Moffett, 65, made a lot of noise at the State Capitol and in higher education circles this year by arguing against multimillion-dollar budget cuts to universities, staring down the nation’s top professors’ organization and calling on the state to distribute money to colleges more equitably.

For the past four years, Moffett has been chief of the system that oversees nine colleges and universities across the state, including University of Louisiana at Lafayette and Southeastern Louisiana University.

“It has been a privilege to serve the people of Louisiana and higher education,” Moffett said in a statement.

Moffett’s impending retirement makes him the third high-ranking departure the state’s higher education system has weathered since late April when the LSU Board of Supervisors fired System President John Lombardi for what some say was his brash personality.

One month later, Michael Martin, chancellor of LSU’s Baton Rouge campus announced that he was walking away from the final year of his contract to become the head of the Colorado State University System.

A fourth higher education exit came about in mid-June when former state legislator Vic Stelly abruptly resigned from the Board of Regents, the state’s top higher education board, six months before his term ended over what he called his disillusionment with the direction of higher education in Louisiana.

Moffett, who could not be reached for comment on Monday, did not give a reason for stepping down in the statement announcing his retirement.

The Jonesboro native took over as UL System president in July 2008. System spokeswoman Jackie Tisdell credits Moffett as having introduced to the system the 120-credit degree standard and presiding over an era of increased retention and graduation rates while reducing the time it took the average student to graduate.

Before moving over to the system office, Moffett worked at Southeastern Louisiana University in Hammond for 25 years in various faculty and administrative roles before serving as the school’s president for seven years, Tisdell said.

Moffett was at the helm last year when Gov. Bobby Jindal proposed merging Southern University at New Orleans with the University of New Orleans. When that failed, the Louisiana Legislature approved moving UNO from the LSU System into the UL System.

UL System Board Chair Wayne Parker, who in a statement called Moffett “one of the most esteemed leaders” he knows, said he plans to soon call a meeting of the UL Board of Supervisors’ Executive Committee to start the process of finding a successor.

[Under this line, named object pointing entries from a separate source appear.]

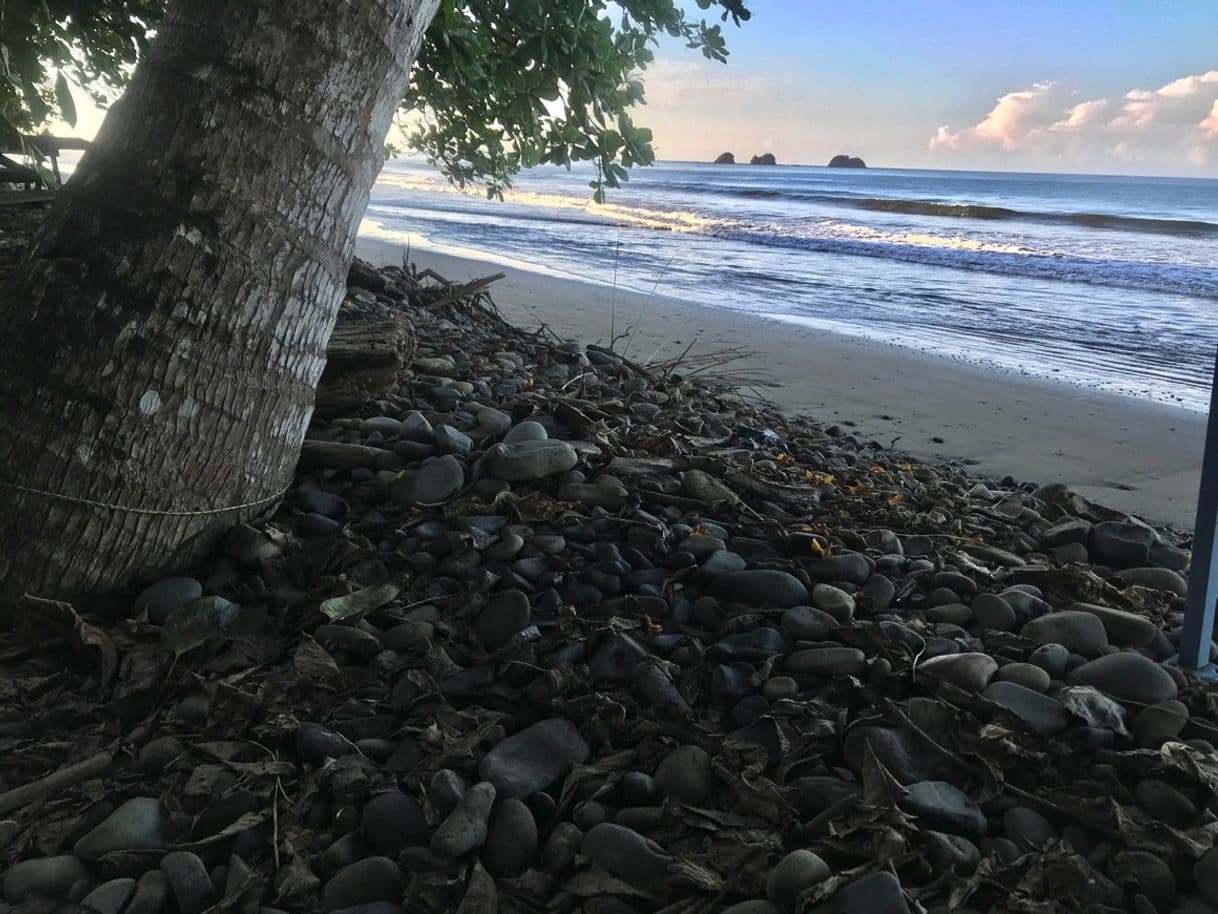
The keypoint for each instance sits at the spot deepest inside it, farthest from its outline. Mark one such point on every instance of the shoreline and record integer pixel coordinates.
(1135, 456)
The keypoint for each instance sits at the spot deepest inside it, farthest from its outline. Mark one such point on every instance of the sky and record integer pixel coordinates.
(1108, 87)
(1111, 87)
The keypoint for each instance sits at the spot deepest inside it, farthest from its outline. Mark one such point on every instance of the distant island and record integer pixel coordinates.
(847, 162)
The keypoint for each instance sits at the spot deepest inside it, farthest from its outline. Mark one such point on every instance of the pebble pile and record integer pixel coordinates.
(546, 630)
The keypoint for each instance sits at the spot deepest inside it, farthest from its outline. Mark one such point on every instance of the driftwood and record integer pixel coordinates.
(364, 361)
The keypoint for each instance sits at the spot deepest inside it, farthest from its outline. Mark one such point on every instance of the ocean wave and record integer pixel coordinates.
(945, 209)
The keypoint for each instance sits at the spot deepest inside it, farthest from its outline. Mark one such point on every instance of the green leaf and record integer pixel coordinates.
(359, 601)
(63, 96)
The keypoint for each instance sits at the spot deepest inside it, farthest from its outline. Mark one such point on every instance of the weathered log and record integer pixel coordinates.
(364, 362)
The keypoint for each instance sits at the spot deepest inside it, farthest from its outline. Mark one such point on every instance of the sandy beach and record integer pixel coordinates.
(1134, 456)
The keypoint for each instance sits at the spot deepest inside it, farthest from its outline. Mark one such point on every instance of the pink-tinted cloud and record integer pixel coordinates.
(1178, 122)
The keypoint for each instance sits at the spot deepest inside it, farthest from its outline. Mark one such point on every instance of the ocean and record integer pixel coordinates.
(1106, 283)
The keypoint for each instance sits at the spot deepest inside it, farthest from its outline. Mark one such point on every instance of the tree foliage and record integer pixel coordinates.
(498, 85)
(44, 44)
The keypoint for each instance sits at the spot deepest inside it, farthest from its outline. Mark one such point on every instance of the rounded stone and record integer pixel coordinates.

Interim LSU System President William Jenkins on Monday called Moffett’s retirement “sad” and “disappointing.”

“He has been a pillar of strength in higher education for a very long time,” Jenkins said. “I’ll be sad to see him go.”

Moffett took on a leadership role during the most recent legislative session often lobbying against proposals that called for deep cuts to colleges and universities.

State spending on higher education has declined by 26 percent — about $420 million total — since 2008.

One week after the session ended, Moffett fired off a letter urging the Regents to suspend their performance-based funding formula in the wake of the Legislature’s stripping of $66 million out of the higher education budget for the fiscal year that began July 1. Moffett argued the formula, which takes into account credit hours taken by students and gives weight to the types of programs offered, was not designed to work effectively when state funding is on a downswing.

Moffett contended the cuts should be spread proportionally across the state’s four college systems.

Last month, when the American Association of University Professors put Southeastern and Northwestern State University in Natchitoches on its censure list, Moffett criticized the association’s methods and what he described as the narrow scope of their investigation.

When Moffett steps down, he will be joining in retirement his wife, Barbara, the former head of the Southeastern department of nursing. The couple has three children and five grandchildren.